Document Type : Original Article
Amrita School of Medicine, Amrita Vishwa Vidyapeetham, Ponekkara Post, Cochin, Kerala, India
Department of Nuclear Medicine and Molecular Imaging, Amrita Institute of Medical Sciences, Ponekkara Post, Cochin, Kerala, India
Introduction: Early recurrence of hepatocellular carcinoma (HCC) is a major risk factor affecting survival even after hepatectomy. Many clinical, biochemical parameters and pathological grading like fibrosis 1 index have been used for risk stratifying HCC. However not many studies have combined all of them. It is therefore important to risk stratify HCC especially with newer PET based metabolic parameters to see if they match with existing clinicopathological parameters to achieve better clinical outcome. The objectives of this study were twofold; firstly, to evaluate [18F]FDG PET as a prognostic biomarker to predict tumour recurrence. Secondly, if clinicopathological parameters combined with PET indices increase the risk correlate in predicting HCC disease recurrence.
Methods: Records of 200 adult HCC patients were analysed, (6:1, Male: Female; mean age ± SD, 52 ± 2 year). All underwent [18F]FDG PET (PET MR: PET CT = 168:32) and subsequent therapy. Patients had a follow up for at least 15 months or onset of first recurrence, whichever was earlier. Clinicopathological data, alpha-fetoprotein (AFP) titres, SUVmax and few other PET indices were documented along with details of first recurrence.
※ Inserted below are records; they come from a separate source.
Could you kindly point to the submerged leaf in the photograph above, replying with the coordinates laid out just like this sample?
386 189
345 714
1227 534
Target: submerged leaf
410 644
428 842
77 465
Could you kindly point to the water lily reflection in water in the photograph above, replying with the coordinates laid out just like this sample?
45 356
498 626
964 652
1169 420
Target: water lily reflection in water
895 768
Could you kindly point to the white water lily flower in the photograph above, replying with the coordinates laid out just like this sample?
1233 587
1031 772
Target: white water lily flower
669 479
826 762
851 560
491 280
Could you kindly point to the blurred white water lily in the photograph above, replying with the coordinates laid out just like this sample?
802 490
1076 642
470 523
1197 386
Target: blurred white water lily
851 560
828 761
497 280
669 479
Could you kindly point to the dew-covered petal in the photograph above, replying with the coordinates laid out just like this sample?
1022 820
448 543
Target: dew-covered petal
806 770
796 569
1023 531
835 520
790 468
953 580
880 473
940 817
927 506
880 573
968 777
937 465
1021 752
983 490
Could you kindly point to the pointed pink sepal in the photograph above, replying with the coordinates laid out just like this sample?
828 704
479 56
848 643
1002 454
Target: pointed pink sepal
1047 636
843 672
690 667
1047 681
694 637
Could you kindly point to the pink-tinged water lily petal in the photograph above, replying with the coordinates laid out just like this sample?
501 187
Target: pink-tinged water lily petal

Statistical analysis was also performed.
Results: In a multivariate analysis of various prognostic factors including T (SUVmax)/ L (SUVmax), serum alpha-fetoprotein, T stage, size of tumour, and vascular invasion of tumour, T (SUVmax)/ L (SUVmax) was the most significant with a cut off value of 1.9. Only vascular invasion of tumour and AFP titres had additional significance. 16% ( 32/200 patients) developed recurrence (OR 1.673). Comparing the low and high AFP titres by Kaplan Meir curve, P was found to be 0.039 that predicted a worse prognosis in patients with higher AFP titres. Similarly patients with higher SUV T/L: ratio of tumour SUVmax to liver (> 1.9) also revealed higher recurrence rate. Cut-off SUVmax was 3.03 g/ml in our series (range 2.5 - 23.8 g/ml) and found to be strongly associated with AFP, tumour size, number, and histological grade of tumour.
Conclusion: Our study shows that PET based metabolic indices are effective robust tools to predict tumour recurrence in aggressive HCC. Secondly, when clinicopathological parameters are combined with PET based indices there is better prediction of HCC recurrence and one can reclassify HCC patients into mild, moderate, and high-risk groups. We found it very useful in predicting poor clinical outcome especially in high-risk HCC patients; so that stricter surveillance measures can be recommended to identify early recurrence and offer appropriate therapy. The strength of this study lies in the fact that the observed associations between the combined parameters were found to be stronger than those reported in the past.